I have a text file, which contains JSON like data, but there are a couple of additional lines, stopping it being a valid JSON and I need to remove these.我有一个文本文件,其中包含类似 JSON 的数据,但还有几行额外的行,阻止它成为有效的 JSON,我需要删除这些行。 This sounds very simple and even more so, as the valid JSON strings (which I can parse later) are always contained in the following container:这听起来非常简单,甚至更简单,因为有效的 JSON 字符串(我可以稍后解析)始终包含在以下容器中:

xyz() xyz()

So for example, the dataset will be something like:例如,数据集将类似于:

abcdefg
xyz({"id_value": 123, "text_value": "efg"})

abcdefg
xyz({"id_value": 124, "text_value": "hij"})

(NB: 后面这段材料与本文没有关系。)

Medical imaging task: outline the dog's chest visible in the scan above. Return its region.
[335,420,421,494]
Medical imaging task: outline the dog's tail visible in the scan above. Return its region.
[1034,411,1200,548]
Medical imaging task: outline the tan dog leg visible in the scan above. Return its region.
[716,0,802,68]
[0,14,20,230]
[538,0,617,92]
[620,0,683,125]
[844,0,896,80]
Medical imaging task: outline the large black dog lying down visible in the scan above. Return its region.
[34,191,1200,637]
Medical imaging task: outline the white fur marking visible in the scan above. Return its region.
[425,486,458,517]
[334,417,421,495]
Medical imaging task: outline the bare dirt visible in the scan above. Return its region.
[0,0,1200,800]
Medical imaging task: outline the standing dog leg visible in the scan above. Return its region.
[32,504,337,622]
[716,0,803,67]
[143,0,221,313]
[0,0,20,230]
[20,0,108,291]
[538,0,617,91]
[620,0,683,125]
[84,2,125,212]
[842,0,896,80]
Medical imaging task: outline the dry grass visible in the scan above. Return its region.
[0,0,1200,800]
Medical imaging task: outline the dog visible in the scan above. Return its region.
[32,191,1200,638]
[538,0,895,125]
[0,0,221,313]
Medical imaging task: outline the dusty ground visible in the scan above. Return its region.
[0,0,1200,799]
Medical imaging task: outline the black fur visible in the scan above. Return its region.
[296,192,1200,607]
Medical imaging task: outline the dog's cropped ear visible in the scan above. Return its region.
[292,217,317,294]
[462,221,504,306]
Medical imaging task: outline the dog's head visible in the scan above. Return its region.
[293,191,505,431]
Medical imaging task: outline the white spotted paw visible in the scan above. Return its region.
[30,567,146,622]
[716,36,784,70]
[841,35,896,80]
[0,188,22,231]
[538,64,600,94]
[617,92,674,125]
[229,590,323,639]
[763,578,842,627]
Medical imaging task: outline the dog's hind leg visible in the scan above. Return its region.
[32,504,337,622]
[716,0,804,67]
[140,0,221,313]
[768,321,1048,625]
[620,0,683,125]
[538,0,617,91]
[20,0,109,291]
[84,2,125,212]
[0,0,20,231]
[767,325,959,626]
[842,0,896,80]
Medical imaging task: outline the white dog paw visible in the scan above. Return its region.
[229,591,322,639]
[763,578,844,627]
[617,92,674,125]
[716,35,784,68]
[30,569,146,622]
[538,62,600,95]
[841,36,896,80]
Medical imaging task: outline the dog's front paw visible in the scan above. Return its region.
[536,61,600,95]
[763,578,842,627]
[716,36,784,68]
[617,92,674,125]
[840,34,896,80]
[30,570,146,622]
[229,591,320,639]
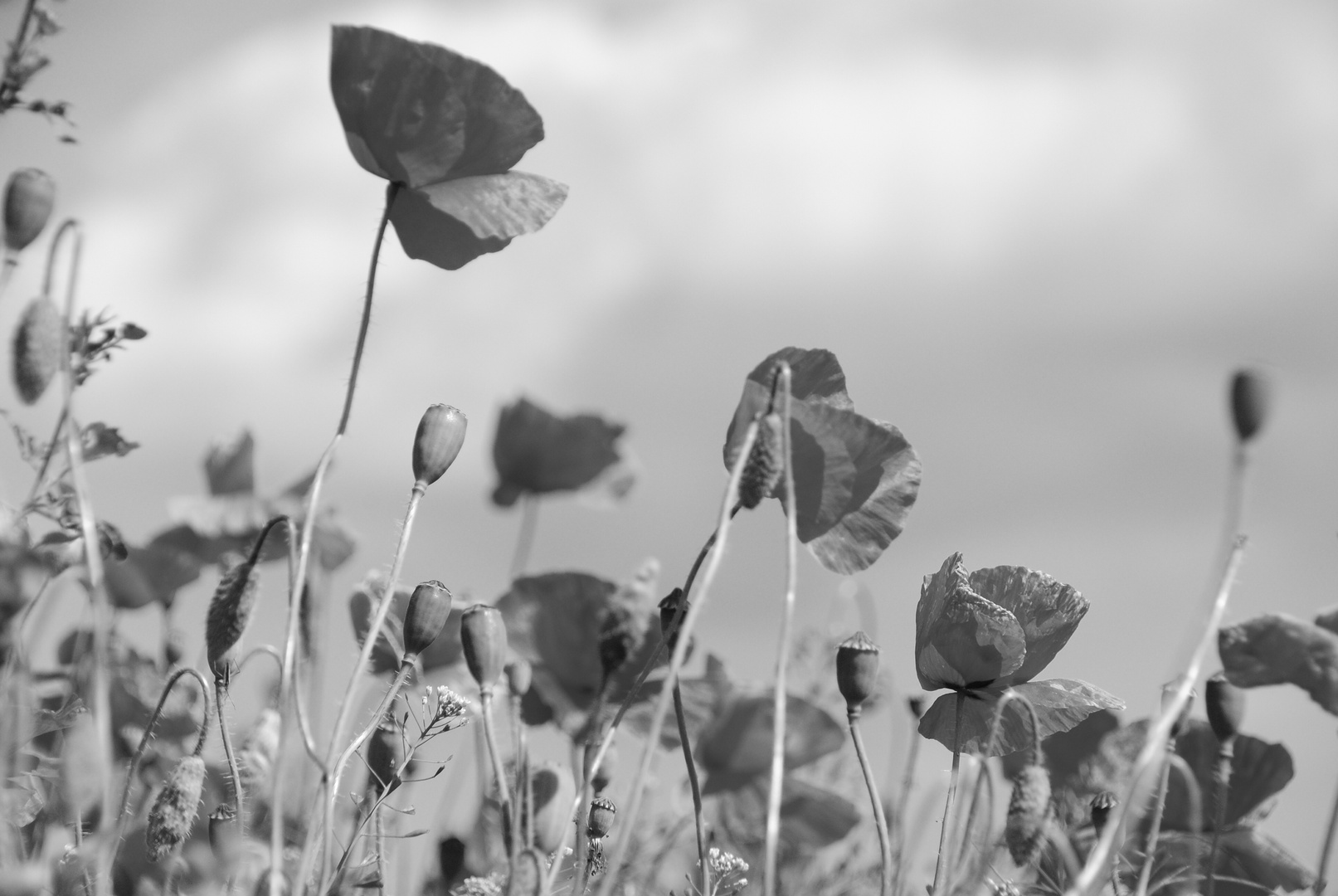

Each separate JSON string is always prefixed by abcdefg and then xyz( and there is always a closing bracket after. So the format is consistent.每个单独的 JSON 字符串总是以 abcdefg 为前缀,然后是 xyz( 并且后面总是有一个右括号。所以格式是一致的。

I was trying the following:我正在尝试以下操作:

re.findall(r'xyz\(.*?\)', text_file)

However despite attempting variations of this (eg using re.search, trying \\w+ etc.) nothing seems to work (by which I mean it returns an empty list).然而,尽管尝试了这种变化(例如使用 re.search,尝试 \\w+ 等)似乎没有任何效果(我的意思是它返回一个空列表)。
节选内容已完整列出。